For these reasons, it is possible this movement will collapse under its own success. If many different actors claim success and seek to push the movement in competing directions, it will ultimately be unable to frame itself around a coherent narrative.

Additionally, it may be abandoned by those who simply took the opportunity to express anger and frustrations as we enter year three of the pandemic. As life in Canada eventually returns to normal, many may simply wish to return to their previous lives. It may also be abandoned by those who feel the movement has not gone far enough and leave in disappointment.

More concerning, however, is that the convoy could represent the maturation of a Canadian Tea Party-style populist movement. Having developed networks, links and fundraising tools, organizers will be able to push their views, goals and efforts to hundreds of thousands who have followed them on social media. This could have an impact on Canadian politics for years to come.
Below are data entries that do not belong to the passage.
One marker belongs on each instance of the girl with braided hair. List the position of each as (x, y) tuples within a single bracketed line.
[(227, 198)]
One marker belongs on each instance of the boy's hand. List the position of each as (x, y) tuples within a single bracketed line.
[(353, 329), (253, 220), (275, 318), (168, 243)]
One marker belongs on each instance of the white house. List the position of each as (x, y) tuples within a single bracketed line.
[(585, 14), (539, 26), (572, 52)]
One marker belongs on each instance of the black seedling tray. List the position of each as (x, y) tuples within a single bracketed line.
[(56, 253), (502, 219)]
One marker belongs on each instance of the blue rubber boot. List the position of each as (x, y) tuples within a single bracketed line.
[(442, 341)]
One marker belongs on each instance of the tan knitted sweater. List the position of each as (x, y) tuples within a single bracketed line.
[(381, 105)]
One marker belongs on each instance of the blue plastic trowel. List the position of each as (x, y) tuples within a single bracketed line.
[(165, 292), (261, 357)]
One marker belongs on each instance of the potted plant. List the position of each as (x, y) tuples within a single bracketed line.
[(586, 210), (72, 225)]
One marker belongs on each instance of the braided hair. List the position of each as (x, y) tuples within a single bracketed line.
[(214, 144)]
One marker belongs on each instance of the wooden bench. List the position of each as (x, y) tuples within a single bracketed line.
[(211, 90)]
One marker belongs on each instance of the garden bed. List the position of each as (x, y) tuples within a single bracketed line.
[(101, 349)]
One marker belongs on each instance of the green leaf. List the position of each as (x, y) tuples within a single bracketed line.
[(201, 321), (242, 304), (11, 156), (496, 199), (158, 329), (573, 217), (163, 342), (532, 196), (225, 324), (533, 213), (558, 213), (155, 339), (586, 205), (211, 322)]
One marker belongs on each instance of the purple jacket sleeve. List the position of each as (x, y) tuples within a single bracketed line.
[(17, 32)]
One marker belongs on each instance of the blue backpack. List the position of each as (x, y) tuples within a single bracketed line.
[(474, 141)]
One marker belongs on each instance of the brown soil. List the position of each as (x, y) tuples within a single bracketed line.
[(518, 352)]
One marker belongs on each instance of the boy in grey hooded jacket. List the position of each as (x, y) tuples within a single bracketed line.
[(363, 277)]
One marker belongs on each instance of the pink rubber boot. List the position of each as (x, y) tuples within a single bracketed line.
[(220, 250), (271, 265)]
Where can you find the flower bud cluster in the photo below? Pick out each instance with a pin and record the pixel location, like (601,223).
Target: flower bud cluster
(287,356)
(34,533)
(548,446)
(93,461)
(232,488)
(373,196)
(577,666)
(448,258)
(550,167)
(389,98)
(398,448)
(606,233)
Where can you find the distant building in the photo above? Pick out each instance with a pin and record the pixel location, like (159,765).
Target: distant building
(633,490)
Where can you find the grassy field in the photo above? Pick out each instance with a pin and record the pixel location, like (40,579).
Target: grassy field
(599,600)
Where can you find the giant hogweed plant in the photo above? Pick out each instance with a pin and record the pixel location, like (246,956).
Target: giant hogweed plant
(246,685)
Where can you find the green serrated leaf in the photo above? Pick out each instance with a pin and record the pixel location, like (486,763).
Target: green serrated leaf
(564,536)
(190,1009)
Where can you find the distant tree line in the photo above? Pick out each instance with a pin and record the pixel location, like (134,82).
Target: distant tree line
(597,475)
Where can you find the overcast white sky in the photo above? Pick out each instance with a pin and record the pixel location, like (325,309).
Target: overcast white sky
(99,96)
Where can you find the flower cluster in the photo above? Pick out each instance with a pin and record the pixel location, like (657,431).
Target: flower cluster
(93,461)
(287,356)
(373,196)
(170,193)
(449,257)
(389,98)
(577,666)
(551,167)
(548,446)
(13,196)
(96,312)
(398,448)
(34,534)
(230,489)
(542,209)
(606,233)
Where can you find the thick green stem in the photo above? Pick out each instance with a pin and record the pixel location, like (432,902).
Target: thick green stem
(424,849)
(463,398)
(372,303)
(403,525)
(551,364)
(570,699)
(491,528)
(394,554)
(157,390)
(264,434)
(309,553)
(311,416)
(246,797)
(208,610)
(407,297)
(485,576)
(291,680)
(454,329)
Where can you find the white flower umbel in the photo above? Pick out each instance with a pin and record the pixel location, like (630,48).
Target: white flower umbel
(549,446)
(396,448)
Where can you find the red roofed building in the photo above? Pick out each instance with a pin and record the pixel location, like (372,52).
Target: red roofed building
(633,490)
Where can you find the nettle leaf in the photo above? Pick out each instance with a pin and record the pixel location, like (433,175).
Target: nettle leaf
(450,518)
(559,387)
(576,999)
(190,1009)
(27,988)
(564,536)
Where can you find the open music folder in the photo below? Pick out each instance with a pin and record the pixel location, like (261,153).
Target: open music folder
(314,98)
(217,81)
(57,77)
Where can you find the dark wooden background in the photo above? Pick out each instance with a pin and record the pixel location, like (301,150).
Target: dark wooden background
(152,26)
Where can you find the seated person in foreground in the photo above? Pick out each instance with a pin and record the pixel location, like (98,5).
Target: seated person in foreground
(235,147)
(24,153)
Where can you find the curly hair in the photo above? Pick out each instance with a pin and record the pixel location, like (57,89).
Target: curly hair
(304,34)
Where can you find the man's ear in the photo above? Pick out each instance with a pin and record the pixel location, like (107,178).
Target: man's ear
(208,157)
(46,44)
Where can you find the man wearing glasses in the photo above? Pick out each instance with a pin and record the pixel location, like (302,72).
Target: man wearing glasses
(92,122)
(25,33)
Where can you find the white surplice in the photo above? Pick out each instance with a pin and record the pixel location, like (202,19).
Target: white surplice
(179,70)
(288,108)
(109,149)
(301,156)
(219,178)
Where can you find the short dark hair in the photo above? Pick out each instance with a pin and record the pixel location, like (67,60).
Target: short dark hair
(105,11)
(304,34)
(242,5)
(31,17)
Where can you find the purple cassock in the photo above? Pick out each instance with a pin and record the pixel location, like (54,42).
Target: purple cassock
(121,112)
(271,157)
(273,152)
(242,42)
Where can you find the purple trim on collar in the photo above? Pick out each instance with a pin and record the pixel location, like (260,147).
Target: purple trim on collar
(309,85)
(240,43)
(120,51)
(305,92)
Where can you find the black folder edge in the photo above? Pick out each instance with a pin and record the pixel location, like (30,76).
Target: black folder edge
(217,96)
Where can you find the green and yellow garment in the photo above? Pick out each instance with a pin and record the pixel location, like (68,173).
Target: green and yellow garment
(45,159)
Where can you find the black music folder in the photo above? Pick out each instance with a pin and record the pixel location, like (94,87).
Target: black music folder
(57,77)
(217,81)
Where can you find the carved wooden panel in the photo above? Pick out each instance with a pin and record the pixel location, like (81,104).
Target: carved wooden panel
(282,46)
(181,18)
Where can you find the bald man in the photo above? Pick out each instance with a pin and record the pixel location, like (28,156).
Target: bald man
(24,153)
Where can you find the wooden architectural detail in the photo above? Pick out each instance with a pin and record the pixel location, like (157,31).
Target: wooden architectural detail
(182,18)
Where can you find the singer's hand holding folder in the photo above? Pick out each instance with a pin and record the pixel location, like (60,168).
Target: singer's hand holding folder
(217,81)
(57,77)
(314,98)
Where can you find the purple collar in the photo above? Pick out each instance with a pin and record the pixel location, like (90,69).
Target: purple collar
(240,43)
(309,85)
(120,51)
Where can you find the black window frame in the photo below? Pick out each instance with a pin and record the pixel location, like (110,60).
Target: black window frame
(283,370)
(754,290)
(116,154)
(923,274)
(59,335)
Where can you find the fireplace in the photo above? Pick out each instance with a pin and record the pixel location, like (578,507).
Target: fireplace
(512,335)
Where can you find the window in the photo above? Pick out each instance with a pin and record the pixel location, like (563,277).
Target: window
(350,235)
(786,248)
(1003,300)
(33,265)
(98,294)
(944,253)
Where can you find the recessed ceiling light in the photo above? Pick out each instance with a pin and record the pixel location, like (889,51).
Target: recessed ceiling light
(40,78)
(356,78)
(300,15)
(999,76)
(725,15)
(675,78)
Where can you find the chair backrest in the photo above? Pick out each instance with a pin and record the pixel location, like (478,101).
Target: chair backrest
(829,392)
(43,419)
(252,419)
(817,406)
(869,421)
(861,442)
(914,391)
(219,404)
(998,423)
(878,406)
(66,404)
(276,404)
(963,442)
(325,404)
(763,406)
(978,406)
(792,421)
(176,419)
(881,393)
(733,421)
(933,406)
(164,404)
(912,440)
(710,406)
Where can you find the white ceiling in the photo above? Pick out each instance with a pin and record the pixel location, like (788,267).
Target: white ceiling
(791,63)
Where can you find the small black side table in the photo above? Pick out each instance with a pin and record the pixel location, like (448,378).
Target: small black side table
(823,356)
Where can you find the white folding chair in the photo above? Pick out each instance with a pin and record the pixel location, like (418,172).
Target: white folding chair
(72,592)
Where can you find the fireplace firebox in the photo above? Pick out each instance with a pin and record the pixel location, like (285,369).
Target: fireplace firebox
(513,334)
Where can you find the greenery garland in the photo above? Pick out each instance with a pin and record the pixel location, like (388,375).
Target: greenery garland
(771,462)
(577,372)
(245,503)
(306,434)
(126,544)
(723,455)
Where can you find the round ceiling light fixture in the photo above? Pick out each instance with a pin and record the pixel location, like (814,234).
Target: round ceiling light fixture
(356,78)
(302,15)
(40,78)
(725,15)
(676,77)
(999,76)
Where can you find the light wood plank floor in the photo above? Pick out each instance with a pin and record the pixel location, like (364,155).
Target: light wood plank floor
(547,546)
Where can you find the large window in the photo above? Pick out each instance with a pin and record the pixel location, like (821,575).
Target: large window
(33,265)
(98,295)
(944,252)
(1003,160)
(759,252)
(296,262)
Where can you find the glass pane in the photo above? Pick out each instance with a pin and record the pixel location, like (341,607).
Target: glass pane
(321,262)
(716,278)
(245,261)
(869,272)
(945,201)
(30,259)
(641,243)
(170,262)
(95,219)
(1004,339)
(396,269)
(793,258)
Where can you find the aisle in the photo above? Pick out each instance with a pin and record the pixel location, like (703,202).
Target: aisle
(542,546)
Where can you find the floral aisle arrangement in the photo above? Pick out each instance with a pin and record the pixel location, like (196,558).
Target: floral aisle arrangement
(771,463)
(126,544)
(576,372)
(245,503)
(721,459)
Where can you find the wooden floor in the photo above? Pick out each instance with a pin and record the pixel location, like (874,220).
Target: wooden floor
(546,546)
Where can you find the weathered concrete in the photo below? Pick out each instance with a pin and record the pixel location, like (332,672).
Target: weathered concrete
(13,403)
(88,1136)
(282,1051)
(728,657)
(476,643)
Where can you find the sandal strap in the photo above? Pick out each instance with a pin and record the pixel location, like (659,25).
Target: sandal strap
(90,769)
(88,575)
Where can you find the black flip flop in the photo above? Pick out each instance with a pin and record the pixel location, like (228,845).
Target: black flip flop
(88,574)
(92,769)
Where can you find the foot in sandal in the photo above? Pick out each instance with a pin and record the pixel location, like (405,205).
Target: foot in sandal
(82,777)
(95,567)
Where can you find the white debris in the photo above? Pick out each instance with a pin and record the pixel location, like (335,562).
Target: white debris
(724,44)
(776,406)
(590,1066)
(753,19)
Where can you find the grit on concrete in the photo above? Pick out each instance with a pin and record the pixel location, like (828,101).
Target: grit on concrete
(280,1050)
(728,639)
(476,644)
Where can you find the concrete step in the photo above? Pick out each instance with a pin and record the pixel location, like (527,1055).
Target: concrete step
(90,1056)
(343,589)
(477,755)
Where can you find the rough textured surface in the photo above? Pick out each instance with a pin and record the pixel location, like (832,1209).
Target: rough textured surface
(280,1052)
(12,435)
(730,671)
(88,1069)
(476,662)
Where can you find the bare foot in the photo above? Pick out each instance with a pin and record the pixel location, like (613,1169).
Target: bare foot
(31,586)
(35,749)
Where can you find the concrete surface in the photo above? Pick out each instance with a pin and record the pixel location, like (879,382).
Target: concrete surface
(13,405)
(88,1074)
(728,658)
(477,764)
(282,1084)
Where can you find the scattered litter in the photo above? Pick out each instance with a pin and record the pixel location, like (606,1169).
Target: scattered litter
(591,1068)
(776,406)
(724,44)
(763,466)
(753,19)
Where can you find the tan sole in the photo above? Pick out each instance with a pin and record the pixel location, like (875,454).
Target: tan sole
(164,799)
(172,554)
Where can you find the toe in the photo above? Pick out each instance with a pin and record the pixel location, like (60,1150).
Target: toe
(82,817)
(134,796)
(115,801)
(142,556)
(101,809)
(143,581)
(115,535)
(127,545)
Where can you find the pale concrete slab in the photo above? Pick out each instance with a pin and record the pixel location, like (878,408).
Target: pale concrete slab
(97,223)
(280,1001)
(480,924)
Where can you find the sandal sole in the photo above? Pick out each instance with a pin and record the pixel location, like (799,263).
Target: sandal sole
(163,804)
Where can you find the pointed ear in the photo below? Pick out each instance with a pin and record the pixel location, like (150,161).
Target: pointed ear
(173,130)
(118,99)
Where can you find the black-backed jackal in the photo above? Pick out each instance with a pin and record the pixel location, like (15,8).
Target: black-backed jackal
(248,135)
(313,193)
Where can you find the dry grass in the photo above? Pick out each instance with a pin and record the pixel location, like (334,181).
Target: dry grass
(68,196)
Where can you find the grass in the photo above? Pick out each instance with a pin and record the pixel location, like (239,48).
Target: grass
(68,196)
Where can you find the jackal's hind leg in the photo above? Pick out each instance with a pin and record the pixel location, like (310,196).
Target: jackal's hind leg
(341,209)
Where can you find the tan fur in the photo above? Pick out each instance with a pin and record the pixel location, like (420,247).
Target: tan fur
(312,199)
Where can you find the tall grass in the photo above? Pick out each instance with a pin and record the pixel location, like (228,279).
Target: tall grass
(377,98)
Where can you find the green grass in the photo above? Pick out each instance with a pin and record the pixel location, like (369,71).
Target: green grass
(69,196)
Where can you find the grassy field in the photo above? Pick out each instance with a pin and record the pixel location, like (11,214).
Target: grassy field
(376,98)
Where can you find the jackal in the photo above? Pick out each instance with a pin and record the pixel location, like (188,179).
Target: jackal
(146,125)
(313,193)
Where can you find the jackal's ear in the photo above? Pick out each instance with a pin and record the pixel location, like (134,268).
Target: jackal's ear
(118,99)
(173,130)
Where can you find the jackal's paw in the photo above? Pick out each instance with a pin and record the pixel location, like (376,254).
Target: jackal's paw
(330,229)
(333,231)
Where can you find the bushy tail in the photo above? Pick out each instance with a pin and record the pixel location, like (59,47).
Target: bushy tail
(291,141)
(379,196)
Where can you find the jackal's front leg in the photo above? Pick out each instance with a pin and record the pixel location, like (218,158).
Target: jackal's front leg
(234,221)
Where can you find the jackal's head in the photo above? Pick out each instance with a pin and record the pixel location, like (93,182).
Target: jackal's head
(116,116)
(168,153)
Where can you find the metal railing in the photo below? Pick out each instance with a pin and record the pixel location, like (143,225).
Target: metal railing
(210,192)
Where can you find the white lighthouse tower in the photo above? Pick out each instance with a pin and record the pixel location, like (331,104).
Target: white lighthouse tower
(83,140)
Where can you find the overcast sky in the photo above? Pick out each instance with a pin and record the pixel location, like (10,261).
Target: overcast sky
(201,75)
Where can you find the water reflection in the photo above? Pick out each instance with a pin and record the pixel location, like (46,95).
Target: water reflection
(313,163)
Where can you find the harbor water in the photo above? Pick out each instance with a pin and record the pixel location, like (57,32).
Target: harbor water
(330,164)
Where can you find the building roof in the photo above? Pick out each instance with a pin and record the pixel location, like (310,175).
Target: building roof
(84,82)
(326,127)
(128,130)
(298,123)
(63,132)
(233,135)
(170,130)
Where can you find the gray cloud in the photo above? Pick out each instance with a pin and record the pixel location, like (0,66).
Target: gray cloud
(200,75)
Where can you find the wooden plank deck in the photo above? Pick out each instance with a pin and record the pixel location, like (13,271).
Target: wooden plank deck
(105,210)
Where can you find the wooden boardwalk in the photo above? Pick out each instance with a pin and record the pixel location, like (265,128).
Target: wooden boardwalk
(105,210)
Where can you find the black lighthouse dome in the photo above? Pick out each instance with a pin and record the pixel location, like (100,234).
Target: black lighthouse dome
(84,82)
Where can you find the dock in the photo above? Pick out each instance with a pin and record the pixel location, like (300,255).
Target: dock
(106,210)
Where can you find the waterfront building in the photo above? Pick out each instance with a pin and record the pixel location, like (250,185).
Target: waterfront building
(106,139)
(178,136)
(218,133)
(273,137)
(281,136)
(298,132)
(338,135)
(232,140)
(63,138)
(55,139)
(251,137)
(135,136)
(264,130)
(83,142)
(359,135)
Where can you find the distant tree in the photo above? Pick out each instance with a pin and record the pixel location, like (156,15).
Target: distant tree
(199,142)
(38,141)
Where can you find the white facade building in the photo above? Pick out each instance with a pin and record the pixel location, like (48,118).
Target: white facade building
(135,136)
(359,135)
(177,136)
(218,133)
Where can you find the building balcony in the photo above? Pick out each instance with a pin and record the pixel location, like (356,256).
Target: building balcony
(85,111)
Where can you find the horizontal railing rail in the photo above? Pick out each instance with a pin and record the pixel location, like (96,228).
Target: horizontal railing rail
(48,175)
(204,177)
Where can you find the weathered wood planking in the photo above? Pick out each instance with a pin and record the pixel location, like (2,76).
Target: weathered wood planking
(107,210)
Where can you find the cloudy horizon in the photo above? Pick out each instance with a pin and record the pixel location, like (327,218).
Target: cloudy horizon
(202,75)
For many of these actors, any policy move by the Canadian government – especially a Liberal government – is tantamount to treason. These sentiments used to be spouted in the dark corners of the internet, but they have ridden the wave of anxiety related to the pandemic into influencer status. Many of the Facebook pages related to the convoy have more than 200,000 followers.

However, an enduring populist movement is not guaranteed. Much will depend on the issues that the organizers of this movement choose to embrace. As well documented by now, many have been actively involved in anti-immigration movements and promoted conspiracy theories.

The experience of the 2019 United We Roll rally is telling in this regard. That convoy failed because although it was nominally a movement to support oil and gas workers, it was also inspired by a conspiracy theory that a cabal of Jewish leaders were using the Global Compact for Migration to engage in white genocide. As such, the basis of the protest was largely unintelligible and incomprehensible to most Canadians. Significantly, many of the organizers of the current convoy were active supporters of that 2019 movement. The difference now is that the convoy organizers have successfully tapped into the trauma of the pandemic and, as such, it has been a much more accessible vehicle for mobilization.

As a result of the populist groundswell that has arisen in response to the pandemic and public-health measures, these fringe activists now have hundreds of thousands of followers and have shown that they are able to fundraise effectively and organize quickly. In whatever way the rally in Ottawa ends, they have established a significant presence in Canada, which will have a louder voice in elections and policy debates going forward.